妊娠中であっても男女の営みに問題は無いと医者に言われていたものの、彼女と赤ん坊の健康が最優先と、産むまで手を出さないとオズワルドは誓ったのだ。
女と同衾する経験などないまま結婚してしまったオズワルドは、結局マーガレットにリードしてもらう形での恥ずかしい初夜となったわけだが、美しく淫靡なマーガレットの肢体に若いオズワルドは夢中になった。
そして彼にとって待望の我が子を授かる事になる。フレディと名付けられたその子どもは、オズワルドそっくりの男の子だった。
確かな血の繋がりを感じて、彼はこの家族が揺るぎないものになったと安堵を覚えた。
領地の経営も彼の采配により安定した収益をあげるようになっていた。オズワルドにとってまさにこの時が人生で最も幸福だった時期だろう。

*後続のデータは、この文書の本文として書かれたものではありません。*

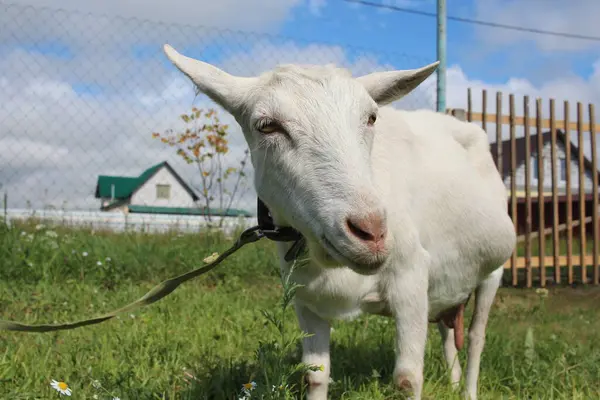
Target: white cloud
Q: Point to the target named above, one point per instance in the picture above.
(575, 16)
(315, 6)
(57, 138)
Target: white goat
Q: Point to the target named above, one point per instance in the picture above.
(404, 213)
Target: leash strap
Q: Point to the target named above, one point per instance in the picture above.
(158, 292)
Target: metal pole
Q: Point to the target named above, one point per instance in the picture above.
(441, 55)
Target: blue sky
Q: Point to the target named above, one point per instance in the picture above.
(80, 93)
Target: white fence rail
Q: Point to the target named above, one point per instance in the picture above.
(118, 221)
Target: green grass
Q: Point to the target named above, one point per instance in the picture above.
(211, 336)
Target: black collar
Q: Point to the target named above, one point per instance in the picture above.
(279, 233)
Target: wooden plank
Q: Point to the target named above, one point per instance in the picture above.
(513, 181)
(587, 259)
(569, 202)
(540, 177)
(528, 208)
(499, 132)
(596, 235)
(519, 121)
(555, 214)
(581, 172)
(547, 231)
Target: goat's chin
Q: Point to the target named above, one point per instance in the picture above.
(323, 257)
(331, 258)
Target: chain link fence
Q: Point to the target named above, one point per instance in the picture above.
(82, 94)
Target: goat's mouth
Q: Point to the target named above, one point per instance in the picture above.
(362, 265)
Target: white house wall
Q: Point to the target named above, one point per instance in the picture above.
(146, 195)
(520, 174)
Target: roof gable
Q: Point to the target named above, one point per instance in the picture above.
(125, 187)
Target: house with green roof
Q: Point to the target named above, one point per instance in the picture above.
(157, 190)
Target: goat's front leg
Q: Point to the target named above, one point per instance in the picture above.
(408, 300)
(315, 351)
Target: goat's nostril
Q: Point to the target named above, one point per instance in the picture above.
(359, 232)
(370, 229)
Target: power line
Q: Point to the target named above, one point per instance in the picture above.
(477, 22)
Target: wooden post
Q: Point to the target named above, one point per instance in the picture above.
(595, 221)
(528, 207)
(513, 181)
(555, 214)
(499, 132)
(541, 211)
(469, 105)
(580, 143)
(569, 204)
(484, 109)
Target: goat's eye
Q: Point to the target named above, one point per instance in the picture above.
(372, 119)
(268, 127)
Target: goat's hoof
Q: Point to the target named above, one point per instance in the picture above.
(405, 381)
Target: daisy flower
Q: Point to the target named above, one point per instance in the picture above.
(211, 258)
(61, 387)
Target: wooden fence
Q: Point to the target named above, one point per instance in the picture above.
(555, 217)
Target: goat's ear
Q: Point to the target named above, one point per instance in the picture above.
(225, 89)
(387, 87)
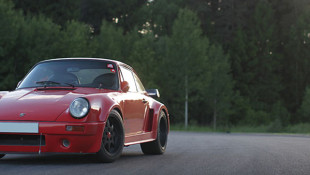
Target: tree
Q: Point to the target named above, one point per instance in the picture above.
(303, 114)
(219, 91)
(9, 31)
(184, 61)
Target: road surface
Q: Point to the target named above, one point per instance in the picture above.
(187, 153)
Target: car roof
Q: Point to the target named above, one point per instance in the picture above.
(82, 58)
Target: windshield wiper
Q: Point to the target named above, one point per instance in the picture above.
(47, 82)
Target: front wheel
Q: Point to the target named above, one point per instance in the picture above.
(113, 139)
(159, 145)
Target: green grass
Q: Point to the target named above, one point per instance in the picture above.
(303, 128)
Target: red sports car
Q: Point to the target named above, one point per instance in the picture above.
(82, 105)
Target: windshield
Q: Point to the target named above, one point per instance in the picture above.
(74, 73)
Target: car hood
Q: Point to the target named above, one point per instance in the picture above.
(35, 105)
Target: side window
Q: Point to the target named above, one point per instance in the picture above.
(128, 76)
(139, 83)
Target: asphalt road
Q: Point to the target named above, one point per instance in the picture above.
(187, 153)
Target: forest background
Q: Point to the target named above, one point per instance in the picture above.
(240, 63)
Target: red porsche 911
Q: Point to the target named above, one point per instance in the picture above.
(82, 105)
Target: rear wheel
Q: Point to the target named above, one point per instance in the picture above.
(113, 139)
(159, 145)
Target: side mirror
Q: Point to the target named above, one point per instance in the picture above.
(124, 86)
(154, 93)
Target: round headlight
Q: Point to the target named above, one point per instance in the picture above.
(79, 108)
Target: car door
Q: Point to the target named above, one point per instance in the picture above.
(135, 105)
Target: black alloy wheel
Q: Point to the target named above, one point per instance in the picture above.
(159, 145)
(113, 139)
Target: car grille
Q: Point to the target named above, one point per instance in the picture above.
(23, 140)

だが、息子のフレディが一歳を迎えた頃からマーガレットが外出する機会が増えてきた。
最初は買い物やお茶に出かけたと言う彼女の言葉を鵜呑みにしていたが、そのうち仕事仲間やその奥方から『彼女が色々な男と歩いているのを見た』と報告がはいるようになった。
オズワルドは仄かな嫉妬を覚えるものの、彼女が色々な男からの誘いが多い事は承知の上で結婚したのだとして、咎めることはしなかった。
遊びなら構わないーーー。
気まぐれな美しい人は、縛りつければ逃げて行くと思った。彼女の帰るところは自分だと鷹揚に構えているつもりだった。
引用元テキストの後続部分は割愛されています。